Ruters powołuje się na raport Human Rights Watch. Niektórzy rodzice w Chinach kontynentalnych byli przesłuchiwani przez chińską policję na temat działalności ich dzieci-studentów w Australii, a policja w Hongkongu przesłuchała powracającego studenta na okoliczność prowadzonych przez niego działań prodemokratycznych, podała HRW w raporcie opublikowanym w środę.

Reklama

Autocenzura rozszerzyła się, ponieważ uniwersytety prowadziły zajęcia online podczas pandemii COVID-19, a chińscy studenci dołączyli do nich zza chińskiego systemu cenzury internetowej „Great Firewall”.

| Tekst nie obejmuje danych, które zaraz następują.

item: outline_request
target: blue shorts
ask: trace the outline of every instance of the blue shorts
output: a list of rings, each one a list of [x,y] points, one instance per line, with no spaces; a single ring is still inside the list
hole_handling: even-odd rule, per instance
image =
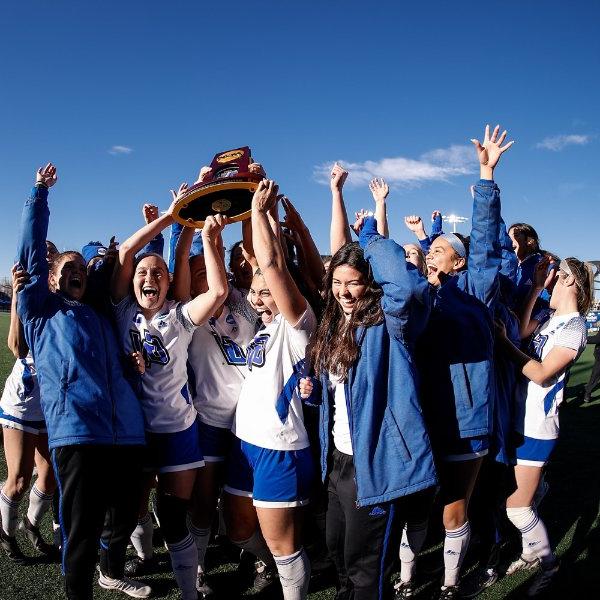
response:
[[[558,440],[536,440],[525,436],[523,443],[517,447],[517,464],[525,467],[543,467]]]
[[[439,457],[445,462],[473,460],[485,456],[489,449],[490,438],[487,435],[459,438],[452,441],[445,441],[440,448]]]
[[[263,508],[304,506],[313,477],[310,448],[270,450],[234,437],[225,491]]]
[[[204,466],[200,449],[198,419],[176,433],[146,432],[145,471],[173,473]]]
[[[48,433],[46,429],[46,421],[27,421],[25,419],[19,419],[5,413],[0,407],[0,426],[8,427],[9,429],[19,429],[25,433],[33,433],[34,435],[40,435],[42,433]]]
[[[234,437],[230,429],[215,427],[199,420],[198,432],[205,462],[223,462],[229,457]]]

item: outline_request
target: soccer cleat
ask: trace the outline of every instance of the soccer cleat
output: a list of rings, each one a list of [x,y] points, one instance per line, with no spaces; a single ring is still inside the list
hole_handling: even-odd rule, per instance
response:
[[[542,567],[540,572],[533,578],[533,583],[527,588],[527,597],[534,598],[547,592],[558,573],[558,568],[558,561],[555,561],[548,569]]]
[[[100,571],[98,584],[105,590],[123,592],[132,598],[148,598],[150,594],[152,594],[152,588],[149,585],[144,585],[140,581],[129,579],[129,577],[113,579],[112,577],[104,575],[102,571]]]
[[[198,598],[201,600],[214,596],[212,588],[206,583],[206,575],[202,571],[198,571],[196,576],[196,589],[198,590]]]
[[[251,588],[252,594],[260,594],[278,577],[277,568],[275,565],[267,565],[262,560],[257,560],[254,563],[254,572],[254,583]]]
[[[402,581],[398,579],[394,584],[394,600],[405,600],[413,598],[415,595],[415,586],[412,581]]]
[[[517,558],[517,560],[510,563],[510,565],[508,566],[508,569],[506,569],[506,574],[514,575],[515,573],[518,573],[519,571],[533,571],[534,569],[537,569],[539,566],[540,566],[539,558],[534,558],[533,560],[527,560],[525,557],[519,556],[519,558]]]
[[[17,565],[27,564],[27,557],[21,552],[19,544],[14,537],[6,535],[0,524],[0,548],[4,550],[6,557]]]
[[[40,554],[53,560],[60,559],[60,550],[54,544],[48,544],[44,541],[39,527],[32,525],[27,517],[19,524],[19,529],[25,534],[25,537],[31,542],[33,549]]]
[[[475,598],[483,590],[494,585],[498,581],[496,569],[480,569],[460,587],[462,598]]]
[[[157,567],[158,561],[155,556],[146,559],[135,556],[125,563],[125,575],[127,575],[127,577],[150,575],[156,572]]]
[[[440,589],[439,600],[454,600],[459,598],[457,585],[443,585]]]

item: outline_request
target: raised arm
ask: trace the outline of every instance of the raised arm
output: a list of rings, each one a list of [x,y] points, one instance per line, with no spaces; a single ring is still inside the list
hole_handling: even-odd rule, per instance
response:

Trend ten zagroził wolności akademickiej wszystkich studentów w grupie, powiedziała Reuterowi autorka raportu HRW, Sophie McNeill. To podkopuje wolność akademicką Australii – dodała.

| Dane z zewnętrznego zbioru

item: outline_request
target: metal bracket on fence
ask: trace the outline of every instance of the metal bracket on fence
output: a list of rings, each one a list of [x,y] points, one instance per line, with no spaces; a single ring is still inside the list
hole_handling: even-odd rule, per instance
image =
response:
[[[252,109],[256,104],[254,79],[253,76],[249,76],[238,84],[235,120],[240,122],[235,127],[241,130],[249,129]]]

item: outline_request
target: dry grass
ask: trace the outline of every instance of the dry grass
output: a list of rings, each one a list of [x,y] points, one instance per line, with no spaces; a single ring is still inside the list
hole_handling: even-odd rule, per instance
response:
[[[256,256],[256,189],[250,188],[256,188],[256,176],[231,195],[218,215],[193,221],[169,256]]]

Podała przykład, gdy podczas jednego z wykładów online chińska cenzura usunęła informacje o krwawych atakach na Plac Tiananmen w 1989 roku.

Australijski minister edukacji Alan Tudge powiedział, że raport poruszył „głęboko niepokojące kwestie”, a rząd skorzysta z porady komisji parlamentarnej ds. wywiadu i bezpieczeństwa.

Jakakolwiek ingerencja w nasze kampusy przez zagraniczne podmioty nie może być tolerowana – napisał w oświadczeniu.

Ambasada chińska odpowiada Human Rights Watch

W odpowiedzi na raport chińska ambasada w Canberze stwierdziła, że ​​„Human Rights Watch przekształciło się w polityczne narzędzie Zachodu do atakowania i oczerniania krajów rozwijających się. Zawsze jest stronnicze w stosunku do Chin”.

Przed pandemią COVID-19 40 proc. wszystkich studentów zagranicznych w Australii pochodziło z Chin. Prawie jedna trzecia przychodów sektora uniwersyteckiego pochodziła z czesnego od studentów międzynarodowych.

Human Rights Watch przeprowadziło wywiady z 24 studentami o poglądach „prodemokratycznych” z australijskich uniwersytetów, z których 11 pochodziło z Chin kontynentalnych, a 13 z Hongkongu. Przeprowadzono również wywiady z 22 naukowcami.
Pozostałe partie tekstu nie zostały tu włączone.